In Battle, you create a party of four chibi characters who fight different monsters and villains who have appeared throughout the Final Fantasy series.  When you hit the right notes, their attacks are successful.  If you miss a note, they lose health.  (This actually applies to the Field and Event stages too, except you’re not attacking anything.
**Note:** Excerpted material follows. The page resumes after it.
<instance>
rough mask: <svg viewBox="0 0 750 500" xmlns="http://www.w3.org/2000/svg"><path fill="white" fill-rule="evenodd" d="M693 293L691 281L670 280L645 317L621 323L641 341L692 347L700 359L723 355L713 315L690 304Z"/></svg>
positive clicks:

You’re just trying to keep the character’s health bar full.)  The songs you can choose from include the always classic “One-Winged Angel,” as well as “Dancing Mad,” “The Man With the Machine Gun,” and “Battle on the Big Bridge.”

Last, but not least, we have the Event stages.  These stages were more prevalent in the original game, because every entry from the series had one.  In Curtain Call, all of the songs that originally appeared as Event stages got turned into Field or Battle stages instead.  It’s a shame, because even if they’re difficult to play, they’re beautiful to watch.  Instead of battling enemies or walking through a field, you watch a video that highlights the most memorable moments from the featured Final Fantasy game.  The selected songs are popular themes from the game that people tend to think about when they think of that particular entry, i.e. “Sutaki da ne,” “Aerith’s Theme,” and “Answers” from Final Fantasy XIV.  The best, by far, appears in Curtain Call.  It’s a gorgeous medley of Final Fantasy themes played over highlights from the entire franchise.  If you’re a fan of any Final Fantasy games, I dare you not to cry while watching it.

It’s worth mentioning that the way you progress through the game changed in a few significant ways from the first Theatrhythm to Curtain Call.  In the original game, you could select any of the main musical stages for each of the games featured in Theatrhythm, from the original Final Fantasy to XIII.  However, once you committed yourself to one of the entries, i.e. Final Fantasy IX, you had to play through all three musical stages before being allowed to go back and play whichever one you wanted.